The ‘indirect’ dollar impaired
David Lubin believes Trump could weaken the dollar in another way, making the US “a less attractive destination for foreign investment”. However, he argues, “it is a double -edged knife that poses risks and the results would be extremely unpredictable.”
But this is essentially the case in recent weeks, Chatam House researcher estimates. Because “contradictory decisions on matters such as, for example, imposing duties, give the impression that there is more volatility in the US, therefore the country becomes less attractive as an investment destination.”
New “Plaza Accord” in the works?
Another alternative would be to persuade – or to force – the US other countries to reduce those foreign exchange reserves in the American currency, to sell dollars in a nutshell. Such a depreciation sounds unreal, but there is a precedent: this is the “Plaza Accord” deal signed in 1985 and was named after the Plaza Hotel in New York, where the negotiations were held.
This (the only one, to date) agreement was signed by the countries of G5 Group, namely the largest economies in the world at that time: USA, Great Britain, Japan, West Germany and France. After US pressures, US trade partners agreed to intervene directly and coordinated in foreign exchange markets by selling dollars and thereby causing a weakening of the US currency. Something similar was proposed last November by Stephen Mij, head of Donald Trump’s financial advisers.
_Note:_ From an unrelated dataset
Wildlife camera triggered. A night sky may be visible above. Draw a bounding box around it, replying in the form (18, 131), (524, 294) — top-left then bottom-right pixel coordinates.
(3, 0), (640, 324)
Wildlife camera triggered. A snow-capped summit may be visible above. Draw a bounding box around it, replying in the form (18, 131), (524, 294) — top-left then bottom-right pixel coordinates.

In his view, those who do not comply with US proposals should be punished, either by imposing duties and taxes or by removing them from the US defense umbrella.
However, Anthony Abrahamian sees significant differences between today’s age and 1985. First, he recalls, the Plaza Accord agreement was, at least, a voluntary character. Secondly, in a corresponding agreement today the first to sign it would be China, which is considered “unlikely”.
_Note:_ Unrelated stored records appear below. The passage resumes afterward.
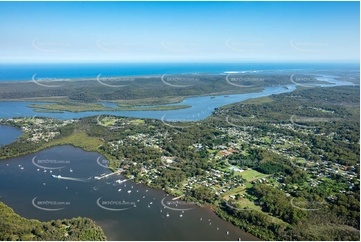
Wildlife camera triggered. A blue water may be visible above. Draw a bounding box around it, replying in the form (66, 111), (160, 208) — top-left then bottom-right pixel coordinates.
(0, 75), (354, 122)
(0, 63), (359, 81)
(0, 85), (296, 121)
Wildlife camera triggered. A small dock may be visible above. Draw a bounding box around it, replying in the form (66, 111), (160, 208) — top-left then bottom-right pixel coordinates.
(94, 169), (123, 180)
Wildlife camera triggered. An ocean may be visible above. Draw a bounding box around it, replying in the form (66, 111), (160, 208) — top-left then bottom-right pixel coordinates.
(0, 63), (359, 82)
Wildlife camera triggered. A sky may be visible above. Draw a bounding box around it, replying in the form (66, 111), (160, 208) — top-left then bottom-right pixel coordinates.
(0, 2), (360, 63)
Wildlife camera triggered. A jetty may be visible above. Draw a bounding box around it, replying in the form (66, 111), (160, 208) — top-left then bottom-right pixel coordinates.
(94, 168), (124, 180)
(172, 194), (184, 201)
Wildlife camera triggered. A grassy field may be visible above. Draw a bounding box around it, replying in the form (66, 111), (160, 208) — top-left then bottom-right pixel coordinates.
(44, 133), (103, 151)
(240, 169), (267, 181)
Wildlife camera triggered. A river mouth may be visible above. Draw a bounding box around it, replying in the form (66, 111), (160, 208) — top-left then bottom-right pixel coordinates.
(0, 146), (258, 241)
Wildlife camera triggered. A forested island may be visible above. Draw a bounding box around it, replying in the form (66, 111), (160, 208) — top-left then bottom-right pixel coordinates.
(0, 86), (360, 241)
(0, 202), (107, 241)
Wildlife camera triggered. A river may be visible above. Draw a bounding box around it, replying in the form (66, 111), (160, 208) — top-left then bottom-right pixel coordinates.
(0, 146), (257, 240)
In addition, the deliberate dollar weakening can have unwanted side effects. For example, prices may “take off” in imported raw materials, which are often invoiced in dollars. David Lubin estimates that for American households the greatest risk would be to increase inflation and unemployment.
Finally, Anthony Abrachamian recalls that, even if Trump manages to fade the dollar “artificially”, that does not mean that he will have won the competitiveness bet. Because “prices are not determined by foreign exchange rates, but primarily by other parameters, such as production costs, productivity and quality of products.”